Les Troménies de Locronan et les enclos paroissiaux
Lors de sa conférence, Patrick Dubert a évoqué l’anthropisation de l’espace à travers les Troménies de Locronan et les enclos paroissiaux. En géographie et en écologie, l'anthropisation est la transformation de l'environnement par la présence de l'être humain ou son action. On passe de la Nature à la Culture.
Il est d’abord revenu sur la stratification culturelle bretonne (le néolithique, l’âge de fer, la période romaine, les migrations en Armorique, la christianisation partielle au Moyen-âge, la Contre-réforme et l’âge d’or breton, la celtomanie de la fin du 18ème siècle, le renouveau culturel breton, le syncrétisme et le marketing touristique du 20ème siècle et la mode de la celtitude du 21ème).
1) Les Troménies de Locronan
Le mot « troménie » est une francisation du breton tro-minihi, littéralement tour (tro) du minihi dérivation du latin monachia (espace monastique du haut Moyen Âge). Une troménie consiste en une longue procession circulaire sur un territoire donné. Son tracé est chrétien, préchrétien et solaire.
La troménie la plus connue est celle de Locronan dans le Finistère. La pratique est inscrite à l'Inventaire du patrimoine culturel immatériel français depuis 2020.
La grande Troménie de Locronan se déroule tous les six ans en l'honneur de saint Ronan. Le parcours sacré de la Troménie est jalonné de 12 pierres remarquables et de 42 petites huttes.
Son parcours s’étale sur un peu plus de 12 kilomètres à travers la plaine du Porzay et la montagne du Prieuré. Le parcours de la petite troménie, qui se déroule tous les ans entre deux grandes troménies, est de six kilomètres.
Le sens de la Troménie varie selon les époques :
- au Néolithique et à l’âge du fer : animisme et harmonisation avec le temps céleste et les cycles naturels ;
- au Moyen-âge : pénitence, foi et espérance ;
- aujourd’hui : retrouvailles d’une communauté autour d’un fondateur.
Patrick Dubert les a rapprochées des ostensions limousines, notamment celles de Saint-Junien.
2) Les enclos paroissiaux
L'enclos paroissial est un ensemble architectural religieux clos d'un mur dont les plus célèbres se trouvent dans le Finistère où ils rivalisent de magnificence. Un enclos paroissial se compose d’un mur d'enceinte, une porte triomphale, un placître, un calvaire, un ossuaire, une église et deux échaliers. On y trouve parfois des stèles armoricaines de l’âge du fer qui ont été christianisées et déplacées vers les enclos. Situé à un carrefour au centre du village, c’est le lieu de rencontre du laïque et du religieux, c’est aussi la rencontre entre le passé et le présent.

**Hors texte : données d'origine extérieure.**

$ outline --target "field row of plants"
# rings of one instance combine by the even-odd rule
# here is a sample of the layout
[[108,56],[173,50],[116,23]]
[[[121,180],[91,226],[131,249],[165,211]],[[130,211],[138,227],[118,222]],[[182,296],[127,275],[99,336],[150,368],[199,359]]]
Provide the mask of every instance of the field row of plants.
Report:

C’est un espace monumental figé. L’art est ici un hommage à Dieu. Les enclos proposent un parcours de la mort vers la résurrection et révèlent l’importance du culte des saints, et celui des morts dans la culture bretonne.
Ces splendides monuments érigés du 15e au 17e siècle, célèbrent bien sûr la ferveur régionale mais également la prospérité liée au commerce du lin et du chanvre. Leur développement a aussi pour origine l'essor des foires liées aux grands événements de la vie liturgique, le contexte de la Contre-réforme ainsi que l'importance du culte des saints locaux et des morts, témoins du syncrétisme breton.